F.H. Buckley writes in the New York Post that criminal laws “are supposed to deter criminal behavior,” but when police stand at a distance and do nothing — as they did in the Portland incident — there’s absolutely no accountability.
Masked Antifa goons roam the town at will proclaiming “we own the streets” … and they do, Buckley says, because the city’s mayor, Ted Wheeler, has let them. Even if they’re apprehended, their masks enable them to walk scot free as definite identification is a problem.
“That’s a lesson we should have learned from the Ku Klux Klan,” Buckley says.
Wheeler says he is against violence. But the hooded antifa riots are still tolerated. The Portland police chief wants to ban masks, but fat chance the state will pass such a law, against protests by civil libertarians. And an anti-mask law isn’t necessary. The state already has a perfectly suitable remedy, in its anti-riot law. A person commits the crime of riot if, while participating with at least five other people, he engages in tumultuous and violent conduct and thereby intentionally or recklessly creates a grave risk of causing public alarm.

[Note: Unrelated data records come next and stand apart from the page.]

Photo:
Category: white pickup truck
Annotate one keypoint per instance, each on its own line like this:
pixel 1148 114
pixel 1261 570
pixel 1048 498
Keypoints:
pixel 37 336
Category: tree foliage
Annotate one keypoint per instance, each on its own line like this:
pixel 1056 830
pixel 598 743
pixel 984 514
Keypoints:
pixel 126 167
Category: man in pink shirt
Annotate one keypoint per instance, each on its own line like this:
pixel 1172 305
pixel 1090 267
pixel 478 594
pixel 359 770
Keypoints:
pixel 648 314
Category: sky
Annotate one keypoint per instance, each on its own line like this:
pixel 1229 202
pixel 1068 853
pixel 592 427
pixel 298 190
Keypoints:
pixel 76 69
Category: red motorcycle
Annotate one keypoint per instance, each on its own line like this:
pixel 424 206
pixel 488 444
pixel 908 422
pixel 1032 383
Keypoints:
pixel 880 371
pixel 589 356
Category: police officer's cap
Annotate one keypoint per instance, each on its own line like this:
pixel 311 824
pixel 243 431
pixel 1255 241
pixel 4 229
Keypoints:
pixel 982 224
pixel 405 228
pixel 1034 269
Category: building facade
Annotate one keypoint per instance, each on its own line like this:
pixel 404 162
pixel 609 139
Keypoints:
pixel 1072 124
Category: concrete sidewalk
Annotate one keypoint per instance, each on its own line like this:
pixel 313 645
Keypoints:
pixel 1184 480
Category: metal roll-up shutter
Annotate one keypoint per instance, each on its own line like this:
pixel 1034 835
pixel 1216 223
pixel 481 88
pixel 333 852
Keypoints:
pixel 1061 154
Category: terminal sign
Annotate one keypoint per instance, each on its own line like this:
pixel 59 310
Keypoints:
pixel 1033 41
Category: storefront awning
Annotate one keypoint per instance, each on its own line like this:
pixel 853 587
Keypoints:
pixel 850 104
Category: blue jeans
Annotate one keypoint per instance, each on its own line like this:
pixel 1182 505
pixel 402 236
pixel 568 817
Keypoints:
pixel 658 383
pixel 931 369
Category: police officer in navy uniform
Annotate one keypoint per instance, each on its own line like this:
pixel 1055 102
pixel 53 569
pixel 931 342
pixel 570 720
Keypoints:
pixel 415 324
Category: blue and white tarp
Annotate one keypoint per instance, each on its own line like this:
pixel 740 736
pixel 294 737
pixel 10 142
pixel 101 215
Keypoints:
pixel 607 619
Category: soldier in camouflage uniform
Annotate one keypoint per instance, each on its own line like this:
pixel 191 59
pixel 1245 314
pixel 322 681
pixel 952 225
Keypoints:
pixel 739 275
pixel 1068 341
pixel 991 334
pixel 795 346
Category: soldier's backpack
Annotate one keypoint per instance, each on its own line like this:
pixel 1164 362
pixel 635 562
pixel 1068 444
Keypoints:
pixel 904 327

I can’t think of a better definition of the antifa method of operation.
After Ngo was beaten, the police declared a riot. Next time, the riot should be declared the moment hooded antifa protesters show up. But Wheeler won’t let that happen. That would get in the way of antifa’s free-speech rights, he thinks.
Evidently, it’s time for the federal government to step in — and crack down. It has had to do so in the past, especially during the civil rights era in the South.
There’s a federal law against conspiring to injure or intimidate a person in the free exercise of enjoyment of his rights or privileges, and I should think the elements of the offense are complete the moment the antifa goons show up in Portland.